Mark a spot before traversing the vastness of the plain. Follow arctic fox and blue hare, lie where the polar bear slept. Mark another spot, on the mountainside, and climb into the sky. What do you see? Waves gnawing at the coast, an inland burnished golden where kangaroos glide over their own shadows. Mark a spot on the green sea, row your boat; let go of the side, swim with dolphins and penguins.
First, there’s a facination for a place. Then there’s this need to hike, to get to know the lie of the land. Mysteries abide in the shadows of undercut riverbanks, in trees standing together as if in conclave, in the way a track winds through rugged terrain. Discovering a place with a sketchbook under my arm is one of my great joys in life. It is then I begin thinking about what a place means to me, of my being there. I want to return again and again. Being there is essential.

In the 70s and 80s I painted primarily with the motif in front of me, work begun and finished in the field, each painting an attempt at faithful representation of place, time of day and weather. In the 90s i went further afield, and shifted to developing paintings in the studio from sketches and watercolours produced in situ. My paintings began taking the place of what I saw, experienced and remembered. A process that may result in small, intimate paintings or large, panoramic canvasses up to three metres or more. Art is more than a painting in a frame. If you’re interested in what precedes what gets framed, read on.
In India painters sat in the street and brushed snake charmers and dancing bears onto paper in bright colours with long-haired brushes. My father talked about his uncle, a mysterious figure gone trapping in Canada before the Great War, later becoming a post-master and painter of landscape. All I ever saw were some Xmas cards & cartoons of Redskins Doing Dastardly Deeds. When staying with my Dutch grandma when I was seven, I watched a man across the road load up his bicycle with the strangest gear: an easel, a crate containing paint & brushes, a strangely-shaped table (his palette). Granny said this was Kees Bol the painter, at the time not yet an icon of Dutch plein air painting.

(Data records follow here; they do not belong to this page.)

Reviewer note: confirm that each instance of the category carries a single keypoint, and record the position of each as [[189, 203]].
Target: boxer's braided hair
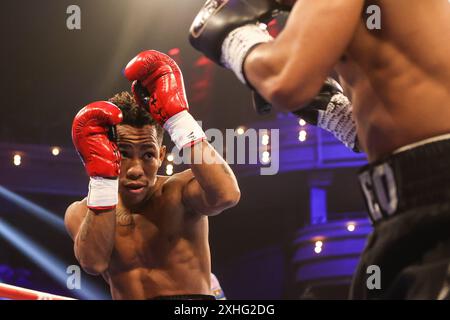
[[133, 114]]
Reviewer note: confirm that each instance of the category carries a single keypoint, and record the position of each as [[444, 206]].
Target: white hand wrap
[[184, 130], [337, 119], [103, 193], [237, 45]]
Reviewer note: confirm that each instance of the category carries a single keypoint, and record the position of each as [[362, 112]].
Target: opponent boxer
[[147, 234], [398, 79]]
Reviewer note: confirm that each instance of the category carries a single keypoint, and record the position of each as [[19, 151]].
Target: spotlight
[[265, 157], [265, 139], [302, 135], [240, 130], [56, 151], [169, 169], [174, 51], [17, 159], [351, 227]]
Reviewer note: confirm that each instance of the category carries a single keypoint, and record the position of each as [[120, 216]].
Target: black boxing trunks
[[408, 200], [185, 297]]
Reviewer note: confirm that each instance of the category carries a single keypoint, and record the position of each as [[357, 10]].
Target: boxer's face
[[142, 156]]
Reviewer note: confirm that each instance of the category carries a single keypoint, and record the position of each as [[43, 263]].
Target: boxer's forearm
[[95, 240], [214, 176], [267, 71]]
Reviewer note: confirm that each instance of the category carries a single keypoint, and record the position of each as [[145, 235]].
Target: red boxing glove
[[158, 86], [90, 135]]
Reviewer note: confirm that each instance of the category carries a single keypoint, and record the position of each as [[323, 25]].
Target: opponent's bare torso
[[400, 75]]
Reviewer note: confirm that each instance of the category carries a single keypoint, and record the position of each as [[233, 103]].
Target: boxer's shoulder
[[172, 186], [178, 180]]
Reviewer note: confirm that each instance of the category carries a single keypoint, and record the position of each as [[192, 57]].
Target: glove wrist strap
[[238, 44], [337, 119], [103, 193], [184, 130]]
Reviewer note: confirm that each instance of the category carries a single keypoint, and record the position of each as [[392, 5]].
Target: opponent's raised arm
[[287, 71], [158, 87]]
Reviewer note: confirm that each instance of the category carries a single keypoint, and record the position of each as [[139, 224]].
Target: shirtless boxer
[[147, 234], [398, 79]]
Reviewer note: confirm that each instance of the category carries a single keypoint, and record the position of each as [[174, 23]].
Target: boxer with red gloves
[[158, 87], [91, 129], [153, 242]]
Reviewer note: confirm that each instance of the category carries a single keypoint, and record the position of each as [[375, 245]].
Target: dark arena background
[[297, 234]]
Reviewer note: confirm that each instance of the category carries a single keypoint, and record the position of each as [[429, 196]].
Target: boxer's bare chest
[[146, 239]]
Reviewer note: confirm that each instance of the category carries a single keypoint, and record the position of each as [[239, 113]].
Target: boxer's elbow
[[91, 264], [226, 200], [288, 94]]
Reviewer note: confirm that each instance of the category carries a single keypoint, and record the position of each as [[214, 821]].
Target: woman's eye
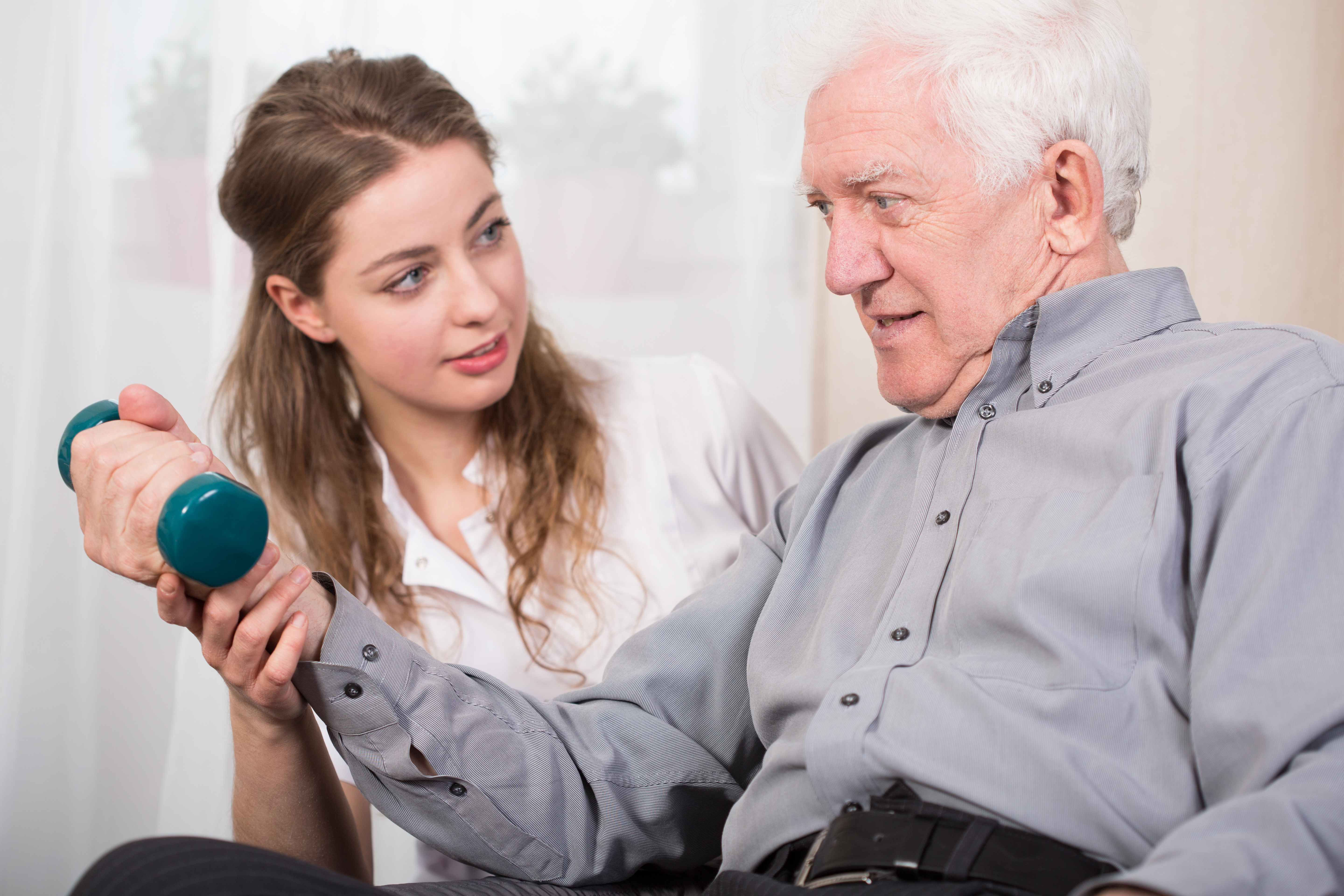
[[413, 279], [494, 233]]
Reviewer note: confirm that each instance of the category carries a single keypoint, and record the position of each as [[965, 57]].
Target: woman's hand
[[246, 639]]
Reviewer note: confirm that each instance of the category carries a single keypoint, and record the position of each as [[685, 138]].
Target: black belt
[[908, 839]]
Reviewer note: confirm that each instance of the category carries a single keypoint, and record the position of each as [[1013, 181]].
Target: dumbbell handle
[[212, 530]]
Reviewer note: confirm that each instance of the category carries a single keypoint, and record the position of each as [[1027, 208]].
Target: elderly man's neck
[[1101, 259], [1061, 272]]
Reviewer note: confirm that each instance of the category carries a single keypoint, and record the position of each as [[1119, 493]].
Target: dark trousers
[[200, 867]]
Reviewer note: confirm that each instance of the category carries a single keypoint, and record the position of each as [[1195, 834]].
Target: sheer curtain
[[652, 199]]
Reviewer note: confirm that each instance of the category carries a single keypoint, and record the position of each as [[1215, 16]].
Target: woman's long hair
[[290, 410]]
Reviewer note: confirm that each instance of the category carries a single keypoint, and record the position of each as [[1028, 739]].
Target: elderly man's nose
[[854, 261]]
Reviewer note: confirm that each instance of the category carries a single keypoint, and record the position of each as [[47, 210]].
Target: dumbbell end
[[88, 418], [213, 530]]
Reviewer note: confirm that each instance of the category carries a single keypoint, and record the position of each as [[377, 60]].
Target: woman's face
[[425, 289]]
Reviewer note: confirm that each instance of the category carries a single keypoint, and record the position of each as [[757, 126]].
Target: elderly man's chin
[[929, 387]]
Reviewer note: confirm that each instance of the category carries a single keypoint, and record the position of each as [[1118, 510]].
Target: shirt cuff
[[357, 688]]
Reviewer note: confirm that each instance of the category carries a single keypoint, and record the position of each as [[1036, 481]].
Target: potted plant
[[587, 143], [168, 112]]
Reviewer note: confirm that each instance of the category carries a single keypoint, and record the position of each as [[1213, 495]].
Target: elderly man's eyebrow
[[874, 172]]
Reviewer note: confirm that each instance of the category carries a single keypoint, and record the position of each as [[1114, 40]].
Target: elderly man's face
[[936, 269]]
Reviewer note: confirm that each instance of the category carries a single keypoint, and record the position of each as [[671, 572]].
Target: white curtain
[[652, 197]]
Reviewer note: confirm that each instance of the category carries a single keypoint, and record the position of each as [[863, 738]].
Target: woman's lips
[[491, 357]]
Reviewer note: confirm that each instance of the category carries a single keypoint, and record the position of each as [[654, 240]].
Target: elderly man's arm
[[1267, 703], [639, 770]]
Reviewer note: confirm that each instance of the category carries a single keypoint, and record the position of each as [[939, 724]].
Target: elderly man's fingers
[[97, 453], [119, 525], [175, 608], [143, 405], [127, 532], [221, 616]]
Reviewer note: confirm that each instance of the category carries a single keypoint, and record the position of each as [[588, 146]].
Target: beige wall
[[1246, 191]]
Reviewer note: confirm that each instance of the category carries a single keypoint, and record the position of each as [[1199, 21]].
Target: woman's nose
[[854, 257], [472, 301]]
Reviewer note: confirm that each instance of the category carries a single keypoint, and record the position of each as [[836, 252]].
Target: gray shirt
[[1101, 604]]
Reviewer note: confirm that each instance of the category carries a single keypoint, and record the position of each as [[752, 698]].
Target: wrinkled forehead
[[870, 123]]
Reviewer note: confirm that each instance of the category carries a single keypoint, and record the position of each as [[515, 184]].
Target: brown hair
[[315, 140]]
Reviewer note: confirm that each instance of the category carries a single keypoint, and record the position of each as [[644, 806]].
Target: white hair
[[1015, 77]]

The sight of that gaunt man cycling off with his paint gear was immensely intriguing. When it became clear that my disinterest in mathematics closed many doors, the one open to me promised great freedoms — as a landscape painter.
Art school in the 70s a roller-coaster of ideologies, political, artistic, social. Concept vs. mimesis, with various factions at loggerheads. I escaped, biking into the country, my gear in my saddlebags, my border collie at a steady run by my side. Days of great freedom!
My choice for “painted reality" had much to do with a deep-felt wonder about nature’s intricacies, and a desire to share what I experienced with others. To me painting is always coupled to the outdoors, away from other people.

My aspirations have taken me through failure to achievement and back. One step ahead, two back, that’s the game. Walking is important, going slow. Problematic when faced with the wide open tundra or a coast that runs for miles. You just have to hoof it! Like needing to know about a model’s back when drawing the front, I want to know about the other side of a hill I’m painting.
Wanderings with a “backpack studio” took me to Scotland, the Wisconsin and Minnesota Northwoods. To the arctic: the Lofoten islands, to Svalbard with the 1997 Polar Bear Expedition, to Finnmark and Murmansk. To the rugged coasts of Ireland, Australia, New Zealand. And in March 2009 to the Hula Valley in the northern tip of Israel with 25 artists from eleven countries. Being an artist is not always a solo trip.

I have explored these places and loved being there. Being there evokes the urge to paint, painting connects me to that place. I study the terrain, try to envisage how the scene will look two hours on, how it will look in the morning, at night. I select a spot, perhaps after having gone in for a closer view. I make a sketch or two; decisions based on what I believe is good, trusting my judgment. And live with the consequences.